Iran’s wind towers, age-old air conditioners
Wind towers (Badgir) are important elements in traditional Iranian architecture, providing natural air-conditioning in hot, dry and humid climates for thousands of years.
These towers rise not only on ordinary houses but also on top of water cisterns (Ab-anbar) and mosques.
The function of the cistern found below most wind towers in warm dry regions was to help balance humidity inside the structure.
In many desert buildings, wind towers were built on top of a lavabo (howzkhaneh, which functioned as a summer courtyard). The wind was directed over the pool where it evaporated the water and took the cool air into other rooms.
The first historical evidence of wind towers in Iran dates back to the fourth millennium BC.
To counter the harshly variable climates of the country, Iranians invented wind towers which still stand in various desert towns except in areas where the city was located in a valley or in places experiencing frequent violent storms.
Wind towers are an inseparable part of the architecture of central and southern Iran, namely Yazd, Kashan, Bam and villages on the Persian Gulf coast.
In desert areas houses are closely set together, high-walled and made of baked brick with small windows facing away from the sun to minimize heat and maximize shade.
In order to provide occupants with constant comfort, wind towers were built with a four-directional orientation to catch wind from all directions and guide it into the house.
Wind towers consist of four parts: the body containing shafts, air shelves which catch hot air and prevent it from entering the structure, flaps which redirect wind circulation, and a roof covering.
Wind travels through the shafts on top of the tower to reach the interior of the building.

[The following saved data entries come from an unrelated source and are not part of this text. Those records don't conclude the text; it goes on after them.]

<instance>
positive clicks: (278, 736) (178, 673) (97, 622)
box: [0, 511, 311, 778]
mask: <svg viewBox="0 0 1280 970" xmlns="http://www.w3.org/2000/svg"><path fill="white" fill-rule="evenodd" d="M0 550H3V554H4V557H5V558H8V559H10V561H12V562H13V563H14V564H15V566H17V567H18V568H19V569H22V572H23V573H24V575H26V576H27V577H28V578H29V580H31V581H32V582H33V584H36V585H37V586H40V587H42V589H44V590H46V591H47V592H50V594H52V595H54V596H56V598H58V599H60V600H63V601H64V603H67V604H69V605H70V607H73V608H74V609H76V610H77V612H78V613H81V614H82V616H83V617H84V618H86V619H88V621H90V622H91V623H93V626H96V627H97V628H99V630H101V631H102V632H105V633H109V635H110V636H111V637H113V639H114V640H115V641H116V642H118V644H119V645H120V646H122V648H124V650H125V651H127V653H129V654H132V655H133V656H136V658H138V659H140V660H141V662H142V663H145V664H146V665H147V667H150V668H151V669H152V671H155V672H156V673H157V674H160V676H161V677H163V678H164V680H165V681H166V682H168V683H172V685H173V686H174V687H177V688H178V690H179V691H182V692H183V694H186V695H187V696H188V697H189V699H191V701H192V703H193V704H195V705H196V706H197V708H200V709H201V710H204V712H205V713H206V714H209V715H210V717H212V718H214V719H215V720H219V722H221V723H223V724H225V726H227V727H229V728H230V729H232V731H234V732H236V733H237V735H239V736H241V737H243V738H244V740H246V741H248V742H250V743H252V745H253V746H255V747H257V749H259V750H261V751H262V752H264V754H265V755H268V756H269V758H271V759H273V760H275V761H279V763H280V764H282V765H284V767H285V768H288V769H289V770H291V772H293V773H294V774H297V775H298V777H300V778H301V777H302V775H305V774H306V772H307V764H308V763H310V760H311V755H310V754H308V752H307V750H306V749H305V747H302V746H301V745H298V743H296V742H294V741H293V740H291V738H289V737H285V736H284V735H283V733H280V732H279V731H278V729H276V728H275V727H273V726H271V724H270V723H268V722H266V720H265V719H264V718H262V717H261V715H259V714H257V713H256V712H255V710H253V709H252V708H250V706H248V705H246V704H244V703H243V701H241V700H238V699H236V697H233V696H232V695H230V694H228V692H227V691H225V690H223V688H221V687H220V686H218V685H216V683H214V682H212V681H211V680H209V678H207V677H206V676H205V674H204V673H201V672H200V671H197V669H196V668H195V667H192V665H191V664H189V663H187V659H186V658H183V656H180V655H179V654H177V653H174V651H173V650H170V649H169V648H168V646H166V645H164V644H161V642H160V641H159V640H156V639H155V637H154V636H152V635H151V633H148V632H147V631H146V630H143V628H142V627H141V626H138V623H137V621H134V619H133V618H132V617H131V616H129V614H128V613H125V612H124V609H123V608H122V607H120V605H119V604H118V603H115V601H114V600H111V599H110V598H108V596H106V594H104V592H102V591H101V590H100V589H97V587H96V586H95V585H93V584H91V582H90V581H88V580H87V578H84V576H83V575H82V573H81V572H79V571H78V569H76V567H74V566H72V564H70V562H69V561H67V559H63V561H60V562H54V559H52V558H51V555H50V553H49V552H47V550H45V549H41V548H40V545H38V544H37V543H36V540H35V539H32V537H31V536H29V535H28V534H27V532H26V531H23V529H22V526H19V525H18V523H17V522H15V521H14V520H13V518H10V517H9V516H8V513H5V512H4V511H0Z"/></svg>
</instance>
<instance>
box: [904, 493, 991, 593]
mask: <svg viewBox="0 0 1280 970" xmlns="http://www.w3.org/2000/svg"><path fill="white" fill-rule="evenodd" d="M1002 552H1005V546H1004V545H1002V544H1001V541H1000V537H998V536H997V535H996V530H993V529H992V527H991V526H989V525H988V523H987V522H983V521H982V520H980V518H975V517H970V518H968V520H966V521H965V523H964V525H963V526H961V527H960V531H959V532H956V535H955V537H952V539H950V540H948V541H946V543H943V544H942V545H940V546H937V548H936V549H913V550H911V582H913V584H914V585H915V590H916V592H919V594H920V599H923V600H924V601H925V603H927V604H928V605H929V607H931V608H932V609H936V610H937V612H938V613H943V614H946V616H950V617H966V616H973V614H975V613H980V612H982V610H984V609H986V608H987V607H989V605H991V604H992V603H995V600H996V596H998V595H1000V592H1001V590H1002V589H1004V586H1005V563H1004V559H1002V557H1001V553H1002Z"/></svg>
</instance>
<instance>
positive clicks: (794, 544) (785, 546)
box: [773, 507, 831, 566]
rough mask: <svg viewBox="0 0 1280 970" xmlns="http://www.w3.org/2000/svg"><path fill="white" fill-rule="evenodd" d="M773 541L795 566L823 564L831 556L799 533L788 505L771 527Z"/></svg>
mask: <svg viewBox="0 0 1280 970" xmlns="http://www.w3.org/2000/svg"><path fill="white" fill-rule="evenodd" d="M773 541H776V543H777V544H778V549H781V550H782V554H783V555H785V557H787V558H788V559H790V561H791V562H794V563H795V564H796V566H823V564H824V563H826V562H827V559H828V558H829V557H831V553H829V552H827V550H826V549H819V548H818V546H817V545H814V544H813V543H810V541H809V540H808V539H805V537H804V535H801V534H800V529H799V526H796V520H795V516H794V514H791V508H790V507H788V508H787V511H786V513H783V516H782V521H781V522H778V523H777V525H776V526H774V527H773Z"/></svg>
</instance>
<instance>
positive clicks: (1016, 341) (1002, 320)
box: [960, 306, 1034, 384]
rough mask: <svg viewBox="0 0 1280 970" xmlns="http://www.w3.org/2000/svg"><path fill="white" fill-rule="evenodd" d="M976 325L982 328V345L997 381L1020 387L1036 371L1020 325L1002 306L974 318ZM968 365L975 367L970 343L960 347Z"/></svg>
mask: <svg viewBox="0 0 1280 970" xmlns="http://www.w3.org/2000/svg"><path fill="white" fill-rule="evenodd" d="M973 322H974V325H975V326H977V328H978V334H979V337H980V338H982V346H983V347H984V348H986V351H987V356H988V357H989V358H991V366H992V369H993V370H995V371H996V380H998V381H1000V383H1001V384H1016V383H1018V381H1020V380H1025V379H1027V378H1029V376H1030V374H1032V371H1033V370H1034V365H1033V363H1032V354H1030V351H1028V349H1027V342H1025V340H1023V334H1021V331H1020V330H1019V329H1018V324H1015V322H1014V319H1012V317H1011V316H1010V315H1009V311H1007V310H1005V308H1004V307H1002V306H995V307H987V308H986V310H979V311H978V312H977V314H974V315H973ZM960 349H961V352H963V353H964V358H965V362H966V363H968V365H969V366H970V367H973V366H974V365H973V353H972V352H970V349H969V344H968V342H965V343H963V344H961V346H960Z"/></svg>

The air flow inside the structure travels in two directions, up and down.
The temperature difference between the interior and exterior of a building causes pressure variations which results in the creation of air currents.
In cities where the wind blows only from one single direction, only one of the shafts operates to receive the breeze and the other three work as air outlet passages.
There are three types of wind towers:
1- The most elementary type of wind tower was built over cellars and underground water reservoirs known as ab-anbar.
These cellars kept food refrigerated and also served as sitting rooms where people could remain cool on hot summer days.
In hot climate cities, one to six wind towers were used to cool the water. They prevented stagnant air and the formation of dew or humidity inside, resulting in pure, clean and cold water all year round.
2- The second type transferred the flow into the basement where it hit damp walls and its humidity increased while its temperature decreased. The flow could be directed into other rooms using valves.
3- The third type of wind tower was taller and mainly used in multi-roomed one-story buildings. A dome-roofed hall under the tower helped ventilation.
Decorated with tiles or patterned or painted bricks, wind towers make full use of the elements of Iranian architecture, prompting passers-by to admire their beauty.
Among the country’s famous wind towers are the historical Borujerdi house’s tower and the Abbasian Badgir in Kashan.
The Dowlatabad garden wind tower in Yazd, presumably the world’s tallest, is said to be 250 years old and about 33 meters high. It is surrounded by intricately hand-carved wooden lattice panels and stands atop the Dowlatabad cistern.
Another noteworthy wind tower is the 26-meter tall Emarat-e Badgir (wind tower monument) which is located in the eastern part of the compound of Tehran’s Golestan Palace, once the Qajar royal complex.
The tower, elaborately decorated with blue, yellow and black tiles, is built on top of a lavabo (howzkhaneh).
Wind towers display the compatibility of human-built architectural designs with the natural environment and the ingenuity of Iranian engineers.
Following the introduction of western architecture, traditional structures such as wind towers gradually became part of the past though many still remain in use.
With today’s growing emphasis on reducing energy consumption, modern architecture can make use of traditional Iranian methods to utilize air currents and evaporation in cooling and air-conditioning living quarters.